Os buracos de Beslan

Mural com fotografias de crianças mortas na Escola n°1 Foto: Panos/Photographer

Mural com fotografias de crianças mortas na Escola n°1 Foto: Panos/Photographer

O calor intenso daquele dia pairava sobre Beslan, na Ossétia do Norte, como uma premonição. Primeiro de setembro de 2004, início do ano letivo. Mais de mil pessoas se reuniam para acompanhar as crianças no início de uma nova etapa de suas vidas. Mas terroristas encapuzados armados com metralhadoras automáticas, lança-granadas e explosivos invadiram e tomaram a Escola n°1. Durante três dias, crianças, pais e professores foram feitos de refém no ginásio da escola. Era para ser um momento de celebração, mas acabou virando palco de explosões e um terrível tiroteio, no qual mais de 300 pessoas morreram.

Exausto e com sede, entro na mercearia de Boris na Prospekt Kosta, em Vladikavkaz, capital da Ossétia do Norte. O calor escaldante não favorece a minha aparência; minha camisa está suja e encharcada de suor. Da sala dos fundos aparece um homem de cabelos grisalhos – Boris. Ele vive em Beslan e vai me guiar por sua cidade.

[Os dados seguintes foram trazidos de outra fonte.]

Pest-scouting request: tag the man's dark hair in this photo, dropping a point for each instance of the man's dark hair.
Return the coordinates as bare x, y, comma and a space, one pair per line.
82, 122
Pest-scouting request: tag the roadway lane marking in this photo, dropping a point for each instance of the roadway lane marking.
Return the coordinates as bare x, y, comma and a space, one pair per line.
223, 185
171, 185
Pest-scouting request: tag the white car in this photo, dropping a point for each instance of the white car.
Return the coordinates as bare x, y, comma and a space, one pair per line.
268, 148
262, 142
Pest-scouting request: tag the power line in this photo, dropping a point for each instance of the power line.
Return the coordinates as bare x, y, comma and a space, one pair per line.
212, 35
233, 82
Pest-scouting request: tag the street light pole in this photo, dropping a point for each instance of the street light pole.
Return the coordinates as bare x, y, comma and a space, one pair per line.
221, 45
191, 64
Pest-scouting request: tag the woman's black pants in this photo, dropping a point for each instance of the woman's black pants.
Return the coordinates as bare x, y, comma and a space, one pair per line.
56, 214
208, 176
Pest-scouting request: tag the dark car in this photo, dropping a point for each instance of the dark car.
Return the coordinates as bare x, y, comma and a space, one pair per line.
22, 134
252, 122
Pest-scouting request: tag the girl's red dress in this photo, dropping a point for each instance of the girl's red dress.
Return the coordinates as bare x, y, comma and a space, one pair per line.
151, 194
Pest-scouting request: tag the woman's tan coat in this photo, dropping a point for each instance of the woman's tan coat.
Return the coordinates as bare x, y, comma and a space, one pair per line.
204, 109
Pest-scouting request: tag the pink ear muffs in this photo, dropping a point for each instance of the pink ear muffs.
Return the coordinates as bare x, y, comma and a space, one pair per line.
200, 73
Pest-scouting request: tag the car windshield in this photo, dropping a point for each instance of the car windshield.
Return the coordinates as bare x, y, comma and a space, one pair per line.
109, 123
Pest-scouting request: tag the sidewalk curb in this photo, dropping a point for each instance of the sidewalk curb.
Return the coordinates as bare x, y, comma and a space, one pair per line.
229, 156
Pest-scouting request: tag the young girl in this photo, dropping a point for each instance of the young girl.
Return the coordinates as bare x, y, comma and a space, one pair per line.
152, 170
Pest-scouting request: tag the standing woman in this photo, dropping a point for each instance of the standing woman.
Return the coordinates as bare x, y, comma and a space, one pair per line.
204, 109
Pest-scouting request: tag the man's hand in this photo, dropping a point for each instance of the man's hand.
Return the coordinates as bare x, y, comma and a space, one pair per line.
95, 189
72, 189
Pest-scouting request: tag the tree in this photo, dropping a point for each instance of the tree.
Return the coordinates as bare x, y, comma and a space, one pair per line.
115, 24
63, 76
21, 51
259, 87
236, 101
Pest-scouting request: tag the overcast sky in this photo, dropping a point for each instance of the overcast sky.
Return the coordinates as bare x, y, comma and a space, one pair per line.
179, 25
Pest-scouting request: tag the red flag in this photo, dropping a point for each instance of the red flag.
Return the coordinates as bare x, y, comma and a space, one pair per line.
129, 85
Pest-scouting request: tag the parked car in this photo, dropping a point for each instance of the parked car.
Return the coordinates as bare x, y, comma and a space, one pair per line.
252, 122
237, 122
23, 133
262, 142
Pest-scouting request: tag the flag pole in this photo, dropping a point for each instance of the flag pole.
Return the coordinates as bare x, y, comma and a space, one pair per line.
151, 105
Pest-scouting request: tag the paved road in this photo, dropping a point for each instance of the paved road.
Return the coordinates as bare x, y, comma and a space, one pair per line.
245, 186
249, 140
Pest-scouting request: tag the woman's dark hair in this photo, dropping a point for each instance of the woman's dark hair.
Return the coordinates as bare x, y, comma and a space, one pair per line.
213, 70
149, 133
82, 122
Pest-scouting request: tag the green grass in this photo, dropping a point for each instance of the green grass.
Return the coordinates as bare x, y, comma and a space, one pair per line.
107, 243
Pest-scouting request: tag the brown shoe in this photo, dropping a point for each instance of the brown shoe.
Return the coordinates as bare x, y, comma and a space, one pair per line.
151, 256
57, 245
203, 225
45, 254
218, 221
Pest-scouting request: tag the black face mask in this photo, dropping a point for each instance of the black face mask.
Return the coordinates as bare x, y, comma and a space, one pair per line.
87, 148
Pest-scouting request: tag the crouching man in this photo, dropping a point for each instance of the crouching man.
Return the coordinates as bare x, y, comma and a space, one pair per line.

Dirigimos pelas estepes da Ossétia, deixando os altos picos do Cáucaso para trás. Sento-me em um Lada vermelho sem assentos e com a janela escancarada. Viramos em direção à casa de Boris. Paredes de tijolo com chaminés vermelhas cercam o pátio interno e o jardim com cozinha externa. Videiras sobem pela parede em direção à janela da sala. A mãe de Boris segura minha mão e me agradece por ser seu convidado. “Sente-se, coma. Minha nora, sirva ao convidado e a seu marido”, diz a senhora.

Foto: Robert Neu

Os ossetas não perderam a hospitalidade mesmo depois do atentado terrorista de 2004. “Nós não queremos ficar bêbados, mas a tradição exige”, diz Boris, ao me servir um pouco de bebida. Ele descasca alho, corta o pão e ergue o copo. Entoa uma canção de louvor e do alto de sua hospitalidade me serve com o que tem de melhor. Eu, por sinal, só tinha a oferecer em troca as marcas de barro que meu sapato deixou no chão. Tocado, bebo o que ele gentilmente me serviu, mas meu rosto se altera assim que o amargo da bebida queima a garganta. Depois de três doses, a tradição está cumprida.

“Assim que ouvi os primeiros tiros, assim que os terroristas desgraçados feriram a nossa esperança, nosso futuro, nosso amor, eu peguei a minha arma. Meus filhos estavam no quintal, que Deus os proteja. Meus amados filhos, minha esposa, minha mãe, eles estavam a salvo”, comenta Boris.

Sua família ficou por três dias atrás da parede de tijolos e das videiras. Ninguém saía à rua, o caos tomou conta da cidade. Em toda parte as pessoas corriam armadas, não era possível distinguir soldados de civis – como saber se também não havia terroristas entre eles? “Alguns escaparam”, conta. “A escola foi cercada pelas forças armadas, eu não entendia a situação, não dormia, não chorava, não comia, deixei de viver por três dias. Tudo parecia vazio, me preocupava apenas com a minha família.”


Foto: Getty Images/Fotobank

Beslan Hoje

Grandes tábuas de madeira bloqueiam as janelas da Escola n°1. Abrimos um portão de ferro e entramos no pátio; o guarda dormia em uma guarita improvisada, e nós o acordamos. Seguimos pelo ginásio em ruínas. Havia uma cesta de basquete em frangalhos e bichos de pelúcia por todos os cantos. Uma grande cruz e garrafas de água vazias.

Passamos pela nova mesquita e por casas antigas rumo ao cemitério. Crianças gritavam, enquanto jogavam futebol. Beslan parece ser organizada. Exploramos a cidade de bicicleta, o asfalto é novo e os telhados são bonitos. “Trata-se de pagamento de indenização”, afirma Boris. Mas a dor não tem preço. Novas janelas de plástico e uma cerca são uma compensação irrisória para crianças, pais, familiares e amigos. “Perdemos muito, mas há futuro para nossos filhos.”

A loja de Boris lhe permitiu enviar a filha mais velha à universidade de São Petersburgo. “Eu estive uma centena de vezes no cemitério visitando amigos. Isso nunca mais vai voltar ao normal. Cada túmulo é um buraco em nossas almas e corações”, diz. “Eles tentaram tapar todos os buracos. Asfalto na estrada, um memorial no ginásio. Uma quadra de esportes em frente às covas e holofotes para clarear a noite. Mas os buracos nas almas são mais profundos. Pode-se perceber isso em Beslan”, continua.